Oudtshoorn – The drought in the Central Karoo has become so severe that the Beaufort West municipality has introduced a water sharing scheme.
The town has been divided into 12 areas, in which people will be unable to bath, shower or do laundry for 36 hours at a time.
“Residents in Hospitaalheuwel, Newton and Hooyvlakte were warned on Monday that the water pressure will be low (on Monday) and that they have to make provision by filling up buckets and water containers in advance,” said Hein Rust, head of disaster management in the Central Karoo district municipality.
“As the water table of the boreholes, which provide the town’s water, is so low, we have to lower the water pressure of the residential areas as a temporary emergency measure to decrease water use.
“This means that residents in the areas will not have normal water pressure in their taps from Tuesday 10:00 to Wednesday 20:00. There will be a thin stream for essential use.
“Water tanks have been erected in at least five places in the areas where residents can get drinking water.”
The central business district, where most of the guesthouses are situated, is excluded from the water sharing system.
The water table of about 30 boreholes, which provide water to the town, has dropped due to the drought, bringing the town’s water crisis to a head.
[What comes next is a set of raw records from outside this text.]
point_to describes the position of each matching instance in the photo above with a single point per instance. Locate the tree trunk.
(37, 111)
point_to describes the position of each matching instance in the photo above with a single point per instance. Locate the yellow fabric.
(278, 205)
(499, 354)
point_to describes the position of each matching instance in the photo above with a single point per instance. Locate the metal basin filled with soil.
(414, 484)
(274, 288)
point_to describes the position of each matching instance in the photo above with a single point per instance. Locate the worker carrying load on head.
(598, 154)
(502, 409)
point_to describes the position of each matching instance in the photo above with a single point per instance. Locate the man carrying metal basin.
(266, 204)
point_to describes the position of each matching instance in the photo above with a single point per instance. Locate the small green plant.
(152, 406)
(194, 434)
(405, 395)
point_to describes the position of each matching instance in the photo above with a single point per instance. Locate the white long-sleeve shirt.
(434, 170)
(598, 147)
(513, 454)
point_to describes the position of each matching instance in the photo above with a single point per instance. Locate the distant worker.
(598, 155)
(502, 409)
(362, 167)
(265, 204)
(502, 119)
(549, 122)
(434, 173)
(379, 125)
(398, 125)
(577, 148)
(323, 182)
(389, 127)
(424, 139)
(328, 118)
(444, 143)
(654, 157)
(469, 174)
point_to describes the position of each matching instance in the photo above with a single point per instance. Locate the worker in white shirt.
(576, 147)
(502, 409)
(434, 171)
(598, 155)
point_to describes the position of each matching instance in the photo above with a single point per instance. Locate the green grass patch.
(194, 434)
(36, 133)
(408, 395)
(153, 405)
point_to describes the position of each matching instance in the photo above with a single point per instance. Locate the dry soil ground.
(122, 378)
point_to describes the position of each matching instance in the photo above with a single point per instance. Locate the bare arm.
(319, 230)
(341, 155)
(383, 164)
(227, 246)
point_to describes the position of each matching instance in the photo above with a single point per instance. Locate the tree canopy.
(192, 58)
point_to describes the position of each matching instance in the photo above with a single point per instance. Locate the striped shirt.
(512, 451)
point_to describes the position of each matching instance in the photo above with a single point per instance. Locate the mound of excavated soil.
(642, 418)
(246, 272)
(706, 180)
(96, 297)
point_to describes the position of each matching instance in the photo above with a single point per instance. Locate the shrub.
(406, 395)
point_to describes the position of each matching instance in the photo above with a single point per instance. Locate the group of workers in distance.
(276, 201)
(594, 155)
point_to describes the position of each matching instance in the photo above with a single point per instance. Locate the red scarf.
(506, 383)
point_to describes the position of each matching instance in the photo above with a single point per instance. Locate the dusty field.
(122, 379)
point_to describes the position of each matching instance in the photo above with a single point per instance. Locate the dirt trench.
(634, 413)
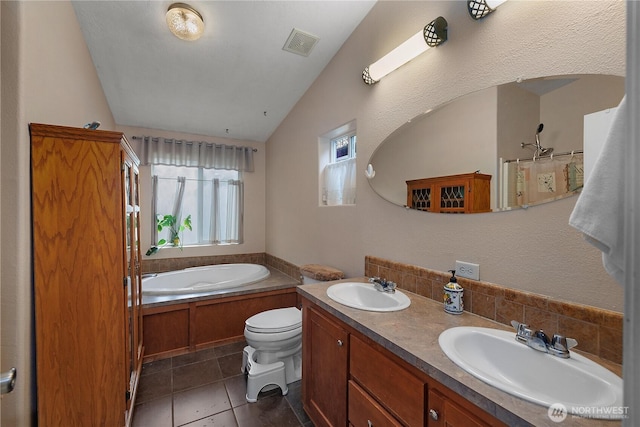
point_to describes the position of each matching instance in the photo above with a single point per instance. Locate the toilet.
(273, 356)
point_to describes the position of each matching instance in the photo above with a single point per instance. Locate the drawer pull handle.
(434, 414)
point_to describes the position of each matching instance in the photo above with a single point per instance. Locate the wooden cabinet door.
(364, 411)
(78, 276)
(453, 411)
(324, 378)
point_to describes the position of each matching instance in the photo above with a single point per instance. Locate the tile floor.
(206, 389)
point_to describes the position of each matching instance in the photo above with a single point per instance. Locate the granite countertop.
(412, 334)
(276, 281)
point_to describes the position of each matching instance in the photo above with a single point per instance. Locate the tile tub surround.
(152, 265)
(412, 334)
(598, 331)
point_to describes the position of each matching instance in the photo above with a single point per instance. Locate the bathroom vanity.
(363, 368)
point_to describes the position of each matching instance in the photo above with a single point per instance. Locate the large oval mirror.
(514, 145)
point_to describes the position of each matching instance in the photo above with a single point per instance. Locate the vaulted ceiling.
(236, 81)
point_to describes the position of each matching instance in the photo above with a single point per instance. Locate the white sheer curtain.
(340, 183)
(227, 197)
(176, 211)
(174, 152)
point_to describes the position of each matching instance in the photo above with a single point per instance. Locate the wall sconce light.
(478, 9)
(184, 21)
(433, 34)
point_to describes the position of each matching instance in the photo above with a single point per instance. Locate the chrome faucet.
(538, 340)
(383, 285)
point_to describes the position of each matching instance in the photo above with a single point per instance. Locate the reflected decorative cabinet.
(86, 276)
(465, 193)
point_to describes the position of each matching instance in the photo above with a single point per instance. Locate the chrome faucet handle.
(562, 343)
(544, 337)
(523, 333)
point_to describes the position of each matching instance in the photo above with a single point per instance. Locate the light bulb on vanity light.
(478, 9)
(433, 34)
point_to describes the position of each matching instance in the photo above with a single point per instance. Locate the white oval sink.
(364, 296)
(495, 357)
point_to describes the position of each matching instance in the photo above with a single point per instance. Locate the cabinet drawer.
(366, 412)
(403, 394)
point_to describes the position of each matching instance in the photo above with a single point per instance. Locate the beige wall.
(254, 199)
(47, 76)
(532, 249)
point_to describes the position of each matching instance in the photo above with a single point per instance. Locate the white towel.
(599, 211)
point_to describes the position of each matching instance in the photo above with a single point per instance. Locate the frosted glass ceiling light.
(478, 9)
(185, 22)
(433, 34)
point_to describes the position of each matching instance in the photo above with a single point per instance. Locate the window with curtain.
(201, 180)
(339, 176)
(213, 198)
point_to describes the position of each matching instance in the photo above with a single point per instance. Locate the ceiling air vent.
(300, 42)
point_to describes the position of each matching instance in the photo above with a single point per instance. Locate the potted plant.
(175, 230)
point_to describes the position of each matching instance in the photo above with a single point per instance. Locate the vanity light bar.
(478, 9)
(433, 34)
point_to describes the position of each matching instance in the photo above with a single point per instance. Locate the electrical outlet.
(468, 270)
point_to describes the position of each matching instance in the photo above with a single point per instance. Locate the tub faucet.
(383, 285)
(538, 340)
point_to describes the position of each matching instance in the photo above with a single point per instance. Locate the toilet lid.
(277, 320)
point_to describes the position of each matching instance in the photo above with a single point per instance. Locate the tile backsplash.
(598, 331)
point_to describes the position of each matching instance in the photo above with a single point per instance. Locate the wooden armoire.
(86, 276)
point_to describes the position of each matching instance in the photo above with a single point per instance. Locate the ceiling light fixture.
(184, 21)
(478, 9)
(433, 34)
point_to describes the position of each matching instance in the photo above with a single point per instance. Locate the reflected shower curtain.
(535, 181)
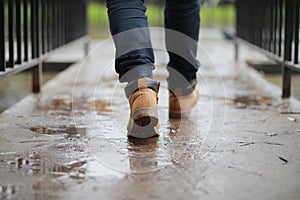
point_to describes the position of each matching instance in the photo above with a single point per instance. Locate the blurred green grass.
(213, 16)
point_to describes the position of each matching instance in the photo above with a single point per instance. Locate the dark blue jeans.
(134, 51)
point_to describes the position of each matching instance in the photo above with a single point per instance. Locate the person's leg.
(182, 23)
(182, 16)
(134, 63)
(129, 28)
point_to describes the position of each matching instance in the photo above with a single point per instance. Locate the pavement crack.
(244, 170)
(251, 143)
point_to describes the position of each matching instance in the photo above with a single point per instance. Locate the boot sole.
(179, 115)
(143, 123)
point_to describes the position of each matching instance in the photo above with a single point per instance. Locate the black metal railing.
(272, 26)
(30, 29)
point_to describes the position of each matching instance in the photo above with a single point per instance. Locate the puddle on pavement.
(35, 164)
(63, 105)
(251, 102)
(68, 131)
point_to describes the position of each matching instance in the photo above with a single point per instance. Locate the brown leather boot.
(143, 120)
(180, 104)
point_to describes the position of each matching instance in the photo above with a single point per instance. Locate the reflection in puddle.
(252, 102)
(34, 164)
(7, 191)
(69, 131)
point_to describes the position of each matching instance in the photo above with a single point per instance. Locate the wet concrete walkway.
(69, 142)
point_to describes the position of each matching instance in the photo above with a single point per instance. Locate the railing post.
(2, 38)
(288, 40)
(11, 59)
(236, 49)
(286, 81)
(36, 70)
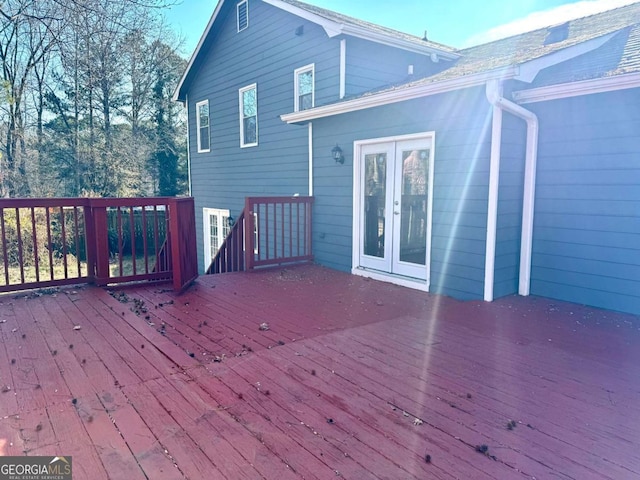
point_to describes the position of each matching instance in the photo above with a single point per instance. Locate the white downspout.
(494, 95)
(492, 209)
(186, 102)
(310, 153)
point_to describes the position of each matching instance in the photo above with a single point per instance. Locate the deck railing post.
(101, 242)
(249, 229)
(90, 242)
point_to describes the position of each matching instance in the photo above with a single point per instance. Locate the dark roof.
(371, 27)
(519, 49)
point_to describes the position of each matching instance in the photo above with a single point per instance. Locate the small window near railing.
(243, 15)
(216, 229)
(202, 125)
(304, 87)
(248, 116)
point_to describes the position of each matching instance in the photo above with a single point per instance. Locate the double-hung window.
(243, 15)
(249, 116)
(303, 87)
(202, 121)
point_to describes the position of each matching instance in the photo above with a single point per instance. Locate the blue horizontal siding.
(461, 122)
(587, 217)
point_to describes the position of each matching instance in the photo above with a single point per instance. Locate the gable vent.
(557, 34)
(243, 15)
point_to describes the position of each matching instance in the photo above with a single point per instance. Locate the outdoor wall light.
(336, 154)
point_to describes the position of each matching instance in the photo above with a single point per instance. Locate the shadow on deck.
(353, 378)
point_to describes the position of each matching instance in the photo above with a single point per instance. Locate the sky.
(457, 23)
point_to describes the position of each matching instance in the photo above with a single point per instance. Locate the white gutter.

“We realised last Thursday that the borehole’s levels were dropping dangerously and decided it was time for our emergency water plan,” said Rust.
“We have to close off water supply to some residential areas for at least 36 hours to establish real savings. With the lower pressure we force residents to use water sparingly. Under high pressure, the water gushes from leaks.”
Recycled sewage water system
The water share system will be in place until December 15 when the recycled sewage water system becomes operational. “The system is about 98% completed and will bring considerable relief. We will have a normal festive season.”
The water purifying system was set up at great cost to supplement the town’s fresh water.
“The system purifies water by filtering it under great pressure through very thin membranes. The water that is recycled in this way is pure because it has been stripped from necessary trace elements and will have to be supplemented by borehole water for normal home use.”